3 D Echo

3 D Echocardiography

3D echo is in the process of revolutionizing pediatric echocardiography. It is like the difference between looking at a crude snapshot of an infant’s heart in the womb, as opposed to a 3D movie of that same infant’s heart.

Many cities have 3D images of babies on their billboards advertising their hospitals, as if you have taken a picture of that baby in real time. This is a far cry from how we used to look at babies in the womb, grainy hard to see, black and white slices of a baby.

With typical 2D cardiac imaging, you are looking at a several millimeter slice of the heart, one looped image at a time, whereas with 3D, it as if you have inserted a video camera into the womb and are looking at the fetus’s heart as if you are holding it in your hand and watching it function.

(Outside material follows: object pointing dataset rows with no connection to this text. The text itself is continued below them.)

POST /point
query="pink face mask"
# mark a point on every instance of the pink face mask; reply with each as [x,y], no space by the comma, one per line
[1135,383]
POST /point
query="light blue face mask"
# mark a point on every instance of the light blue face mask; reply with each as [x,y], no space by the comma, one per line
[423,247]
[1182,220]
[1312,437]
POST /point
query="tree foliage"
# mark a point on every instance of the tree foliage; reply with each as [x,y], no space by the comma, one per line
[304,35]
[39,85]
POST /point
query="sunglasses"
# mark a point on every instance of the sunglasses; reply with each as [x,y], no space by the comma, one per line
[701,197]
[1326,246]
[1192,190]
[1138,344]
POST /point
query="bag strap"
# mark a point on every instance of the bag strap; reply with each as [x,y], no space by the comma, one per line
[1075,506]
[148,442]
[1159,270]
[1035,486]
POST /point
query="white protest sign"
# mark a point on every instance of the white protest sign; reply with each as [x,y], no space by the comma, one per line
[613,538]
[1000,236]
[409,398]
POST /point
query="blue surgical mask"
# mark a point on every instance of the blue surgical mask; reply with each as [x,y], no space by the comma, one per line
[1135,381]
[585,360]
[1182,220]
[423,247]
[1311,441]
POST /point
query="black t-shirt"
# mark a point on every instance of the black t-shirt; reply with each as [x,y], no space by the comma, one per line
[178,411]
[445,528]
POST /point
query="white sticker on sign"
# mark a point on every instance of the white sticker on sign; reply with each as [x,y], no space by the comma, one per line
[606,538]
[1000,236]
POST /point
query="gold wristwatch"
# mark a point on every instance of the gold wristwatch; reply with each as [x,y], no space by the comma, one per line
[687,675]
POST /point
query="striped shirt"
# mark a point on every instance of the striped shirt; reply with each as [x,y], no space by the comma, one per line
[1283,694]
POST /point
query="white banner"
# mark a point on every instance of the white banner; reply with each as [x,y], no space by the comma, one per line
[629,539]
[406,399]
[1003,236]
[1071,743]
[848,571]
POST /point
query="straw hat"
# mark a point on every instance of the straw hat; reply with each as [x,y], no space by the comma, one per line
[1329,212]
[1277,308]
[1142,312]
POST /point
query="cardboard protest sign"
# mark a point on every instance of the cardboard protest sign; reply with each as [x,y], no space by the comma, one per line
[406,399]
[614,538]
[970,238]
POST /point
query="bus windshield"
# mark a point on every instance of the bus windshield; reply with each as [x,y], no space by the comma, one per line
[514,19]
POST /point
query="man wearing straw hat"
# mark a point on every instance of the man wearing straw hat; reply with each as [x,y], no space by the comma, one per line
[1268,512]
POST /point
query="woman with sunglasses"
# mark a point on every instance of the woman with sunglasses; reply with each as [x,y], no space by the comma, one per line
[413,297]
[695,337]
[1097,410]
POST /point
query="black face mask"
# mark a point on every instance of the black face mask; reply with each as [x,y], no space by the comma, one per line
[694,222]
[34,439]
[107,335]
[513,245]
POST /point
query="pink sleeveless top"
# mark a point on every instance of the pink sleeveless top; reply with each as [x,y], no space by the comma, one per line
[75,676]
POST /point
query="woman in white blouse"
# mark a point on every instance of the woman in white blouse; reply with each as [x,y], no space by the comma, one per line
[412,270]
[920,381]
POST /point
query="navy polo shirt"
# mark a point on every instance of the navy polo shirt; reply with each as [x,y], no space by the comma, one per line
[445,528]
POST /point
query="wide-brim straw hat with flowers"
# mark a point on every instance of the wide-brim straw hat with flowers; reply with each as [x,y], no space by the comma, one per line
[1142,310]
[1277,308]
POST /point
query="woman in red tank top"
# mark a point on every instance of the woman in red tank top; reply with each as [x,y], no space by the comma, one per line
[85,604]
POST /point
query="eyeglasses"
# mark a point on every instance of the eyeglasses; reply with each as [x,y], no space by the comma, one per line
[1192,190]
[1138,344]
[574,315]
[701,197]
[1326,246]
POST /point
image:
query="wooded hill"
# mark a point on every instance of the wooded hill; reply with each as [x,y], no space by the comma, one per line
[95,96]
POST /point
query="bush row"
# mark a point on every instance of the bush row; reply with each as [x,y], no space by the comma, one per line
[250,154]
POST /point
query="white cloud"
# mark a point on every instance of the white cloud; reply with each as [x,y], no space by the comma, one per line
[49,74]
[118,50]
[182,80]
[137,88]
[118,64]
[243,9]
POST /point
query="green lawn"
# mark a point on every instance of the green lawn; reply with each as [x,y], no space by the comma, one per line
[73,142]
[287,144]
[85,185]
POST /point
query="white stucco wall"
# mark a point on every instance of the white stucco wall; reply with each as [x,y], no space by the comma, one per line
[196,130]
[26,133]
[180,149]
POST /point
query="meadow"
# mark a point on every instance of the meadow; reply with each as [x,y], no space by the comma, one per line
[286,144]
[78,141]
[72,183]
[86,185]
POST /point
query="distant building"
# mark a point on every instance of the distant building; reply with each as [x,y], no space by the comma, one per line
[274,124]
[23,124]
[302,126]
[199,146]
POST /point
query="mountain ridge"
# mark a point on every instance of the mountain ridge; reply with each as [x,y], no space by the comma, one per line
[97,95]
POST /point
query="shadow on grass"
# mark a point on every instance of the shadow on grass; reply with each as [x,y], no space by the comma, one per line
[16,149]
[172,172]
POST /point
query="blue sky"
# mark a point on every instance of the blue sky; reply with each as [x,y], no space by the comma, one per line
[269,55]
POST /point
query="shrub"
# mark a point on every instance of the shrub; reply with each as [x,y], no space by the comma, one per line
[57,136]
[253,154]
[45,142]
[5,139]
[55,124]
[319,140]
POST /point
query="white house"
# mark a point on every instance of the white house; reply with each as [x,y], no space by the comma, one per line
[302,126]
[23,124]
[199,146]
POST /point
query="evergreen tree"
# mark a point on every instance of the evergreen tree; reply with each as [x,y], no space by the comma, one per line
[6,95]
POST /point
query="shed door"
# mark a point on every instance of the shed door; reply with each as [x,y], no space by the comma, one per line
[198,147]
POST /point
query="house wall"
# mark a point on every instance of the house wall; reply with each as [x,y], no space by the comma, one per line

This is made possible by the advancement from piezoelectric to composite transducers, not to mention the advancement in computer technology in the last few years. These new composite materials significantly improve bandwidth, sensitivity and resolution, and the newest technologies allow for much faster computer enhancement of image quality and manipulation.

This is a very important advancement in pediatric cardiology. For instance, many of these defects are very hard to visualize in a 2D format, but when utilized in a 3D format, they become much more understandable. Further, modern technology allows you to manipulate the image in any way you want, to see the heart in numerous views.

Endocardial cushion defects (AV canal) is a perfect example. Unless you have actually seen this defect with a real heart, this might be an easy defect to misdiagnose. Is there a cleft mitral valve? Is it partial or complete? Is there a VSD and or an ASD? Where are the bridging leaflets? Exactly how do the shunts occur? Is there a malaligned outflow tract?

In conclusion, 3D echocardiography in many ways is quantifiable, reproducible and comparable to MRI in many of the measurements used in cardiology. Volumes and ejection fractions are two examples. This is increasingly becoming an invaluable technique in invasive procedures (such as the closure of ASD’s).